More than 45% of the continental U.S. is experiencing drought right now, especially in the West. With a La Niña climate pattern well-established and expected to persist, the drought may expand and intensify in the southern part of the country during the winter ahead, the National Oceanic and Atmospheric Administration predicted.
The official outlook from NOAA’s Climate Prediction Center, released Thursday, favors warmer, drier conditions across the Southern tier of the U.S. and cooler, wetter conditions in the north, consistent with an ongoing La Niña.
A La Niña occurs when the sea surface temperatures in the central and eastern equatorial Pacific are below average. Easterly winds over that region strengthen, and rainfall usually decreases over the central and eastern tropical Pacific and increases over the western Pacific, Indonesia and the Philippines. Forecasters now are expecting a strong La Niña with about an 85% chance of it persisting through the winter.

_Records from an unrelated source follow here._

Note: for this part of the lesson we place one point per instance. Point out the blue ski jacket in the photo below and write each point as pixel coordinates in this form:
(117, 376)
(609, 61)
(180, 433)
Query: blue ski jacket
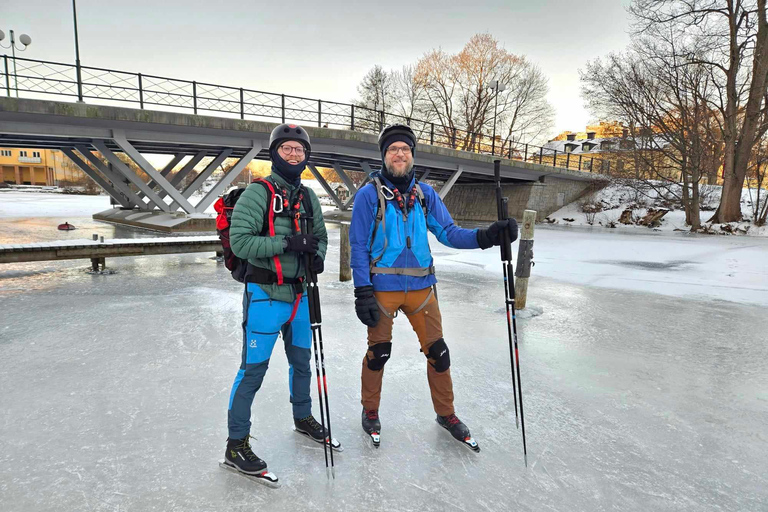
(407, 245)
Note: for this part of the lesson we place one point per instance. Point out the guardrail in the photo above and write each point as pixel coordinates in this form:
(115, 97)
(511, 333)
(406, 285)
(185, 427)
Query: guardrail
(38, 78)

If this scenario unfolds, it would exacerbate drought conditions in Arizona, Colorado, Utah, New Mexico and California, and worsen the wildfire outlook for the remainder of 2020 and into 2021.
California is already experiencing its worst fire season on record. After a disappointing rainfall season, much of Northern California is classified as being in severe or extreme drought, according to the U.S. Drought Monitor released Thursday. Much of the rest of the state is in moderate drought or is abnormally dry.
To the east, big portions of Nevada, Utah, Arizona, New Mexico, Colorado and Texas are in extreme or exceptional drought.
The Southwest has been parched because of a disappointing monsoon season last year and a monsoon that was essentially a noshow this year.
Mike Halpert, deputy director of NOAA’s Climate Prediction Center, told reporters in a briefing Thursday morning that forecasters don’t know exactly why the 2020 Southwestern monsoon failed so spectacularly.
Arizona and California experienced their warmest April-to-September period in 126 years, according to the U.S. Drought Monitor.